Prague, 6 January 2004 (RFE/RL) -- Power Curbers has been selling its paving machinery abroad for 45 years.
But company Vice President Stephen Bullock says foreign sales were particularly good in 2004 for his North Carolina-based business.
"Our sales in Europe have been up 20-25 percent over the past year," Bullock says. "It's quite nice for us to have an increase in business in an area where business is not very good. Obviously, we have a significant price advantage over our European competitors during this time."
For three years, the dollar has fallen against major currencies, losing some 40 percent of its value against Europe's currency, the euro. The slide continued in 2004 as the dollar fell 7 percent against the euro.
"The biggest winner is obviously the U.S. manufacturing sector, because they've experiencing a big gain in competitiveness as the dollar sinks against the euro currency." -- Robin Bew, chief economist at the Economist Intelligence Unit in London
For some, like U.S. exporters, the weak dollar is a welcome boost. But for others -- particularly in Europe, or those earning dollars outside America -- it's a headache.

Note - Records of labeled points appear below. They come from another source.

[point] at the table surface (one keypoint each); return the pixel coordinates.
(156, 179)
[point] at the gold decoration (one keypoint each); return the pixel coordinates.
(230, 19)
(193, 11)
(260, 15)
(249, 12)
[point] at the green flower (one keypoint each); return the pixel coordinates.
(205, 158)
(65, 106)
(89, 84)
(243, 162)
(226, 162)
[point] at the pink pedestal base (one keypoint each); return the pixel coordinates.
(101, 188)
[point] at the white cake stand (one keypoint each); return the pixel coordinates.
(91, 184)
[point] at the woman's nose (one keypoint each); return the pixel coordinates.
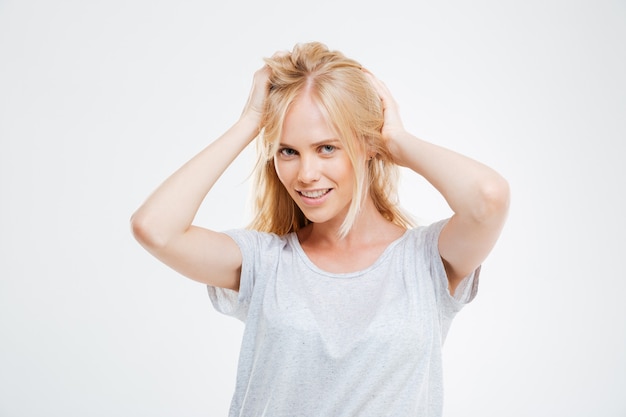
(309, 170)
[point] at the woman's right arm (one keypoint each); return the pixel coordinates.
(163, 223)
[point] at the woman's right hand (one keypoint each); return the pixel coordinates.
(258, 93)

"The biggest winner is obviously the U.S. manufacturing sector because they've experiencing a big gain in competitiveness as the dollar sinks against the euro currency," says Robin Bew, chief economist at the Economist Intelligence Unit in London.
Among the winners are consumers from countries whose currencies have strengthened against the dollar. They're finding U.S. products and holidays much cheaper.
In some of those countries, it's also affecting central bank decisions. That's because their stronger currencies can help slow inflation partly by making some key imports cheaper.
The Czech central bank governor said in December that the bank could hold off raising interest rates because of the strength of the Czech currency, the koruna.
And investors who put dollars into, say, euro-denominated investments also reaped a nice profit.
And it might be good news for governments and companies with large dollar debts.
But the weaker dollar has also caused problems.
It was at the root of a dispute over dollar-denominated gas prices that led Turkmenistan to cut off gas supplies to Russia and Ukraine in early January.
They had objected after Turkmenistan hiked the price of its gas. But Turkmen President Saparmurat Niyazov said the weaker dollar had forced the price increase.
"Of course there is no political motive behind this decision," Niyazov said. "During the talks we agreed that value of the dollar has lowered a little bit. Indeed, it has lowered by 35 percent."
But the biggest losers have been the countries that use the euro, known as the eurozone.
French winemakers rallied in December to draw attention to their industry's problems, including a falling dollar that makes their bottles pricier in the rich U.S. market.
Economist Bew says many eurozone companies have seen their profits fall as they cut prices in a bid to compete with the cheaper products of U.S. companies.
"There's no doubt it's been eurozone manufactures and exporters who've been the biggest losers because they're the ones who've seen their competitiveness in global markets being undermined the most," Bew says. "Economic performance in the eurozone has deteriorated on the back of this."
In recent months, several European policymakers have complained about the rise of the euro against the dollar.
It's raised the question of intervention -- where central banks sell or buy currency to influence the exchange rate level.
French Finance Minister Herve Gaymard warned in December of possible "economic catastrophe" unless the United States, Europe, and Asia work together to stop the dollar's fall.
Some Asian banks have intervened to keep their currencies from strengthening.
But experts say there's little likelihood of international coordinated intervention.
They say that's because the United States, despite official rhetoric to the contrary, is happy to see the benefits of the dollar's slide -- as long as it's gradual.
"The whole idea of intervention is not so much absolute levels, but the pace of the rise," says Ashraf Laidi, chief currency analyst at MG Financial Group in New York. "The euro is around 1.33 [to the dollar]. If we get to 1.40 on Friday [7 January], it's a big deal; but if we don't get there till two months time it's not a big deal. So there is no magic number that would spell intervention, it's the pace at which we get to these numbers."
For those who watched with dismay in December as the dollar hit an all-time low against the euro, this week brought some cheer.
The dollar rose to a four-week high to 1.3185 against the euro.